Reading here at work would be a nice thing to do. Even if the book weren't very good, it would, at least, be something different (unless it's a book about work, but who are we kidding, I'd never read that book). The real trouble is finding a very good book. Like now. Because then I have to sit here and not read it, and think about not reading it. It's a fate worse than work.
Work, it's something I can handle. Many people out there, as I understand it, bear working because they believe, or recognize, that it is necessary. I don't. Well, conceptually, I guess I can understand that work is necessary, but I haven't accepted it, I haven't made it my own. I think I come to work because it's expected (this is also the reason I ranked so high in my high school class, scored so well on my SATs, got that scholarship and worked so hard to keep it). I am a slave to other people's expectations.

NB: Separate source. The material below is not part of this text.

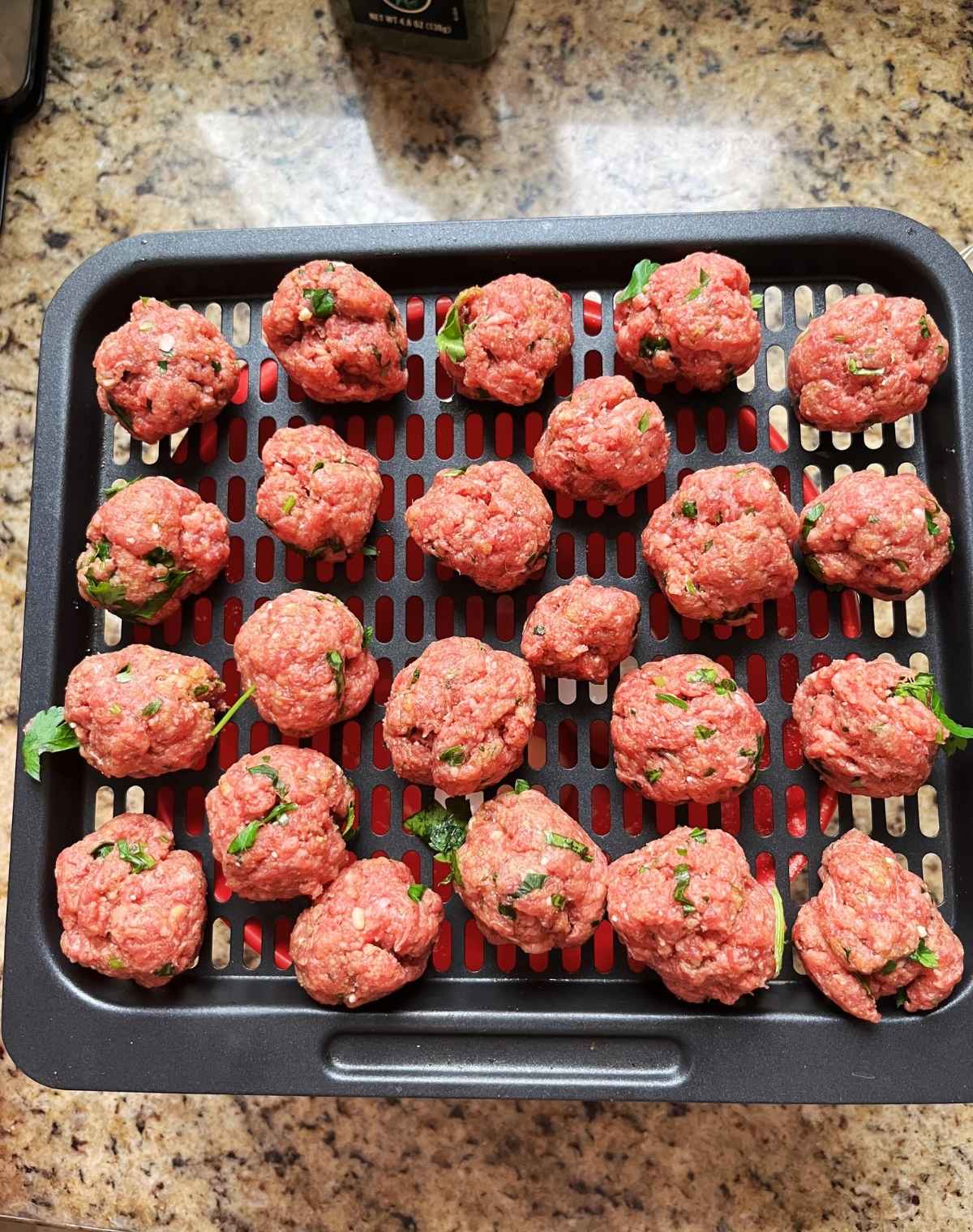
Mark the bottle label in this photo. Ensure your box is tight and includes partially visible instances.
[348,0,469,40]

It's true.
My progress is driven by outside forces. For example, I think I would like to go to graduate school. But I haven't. However, were there a person in my life, a parent maybe, who has for years expected me to go on and earn a masters degree in higher education adminsitration then I have no doubt I would be well into my second year of a good program at a well-regarded school.
Or, if I were expected to be driving a certain car, this whole "car thing" would not be a big deal, it wouldn't be a deal at all. I'd've purchased a car months ago and would be making my monthly payments on time.
Expectations speak louder than words. But no one is speaking to me now.
I may have to do some thinking.
-Tom
recommended download: Rolling Stones, Satisfaction
1 comment:
Hmmm.. Now who's thinking like a grown up?
At any rate - your's are the only expectations that count.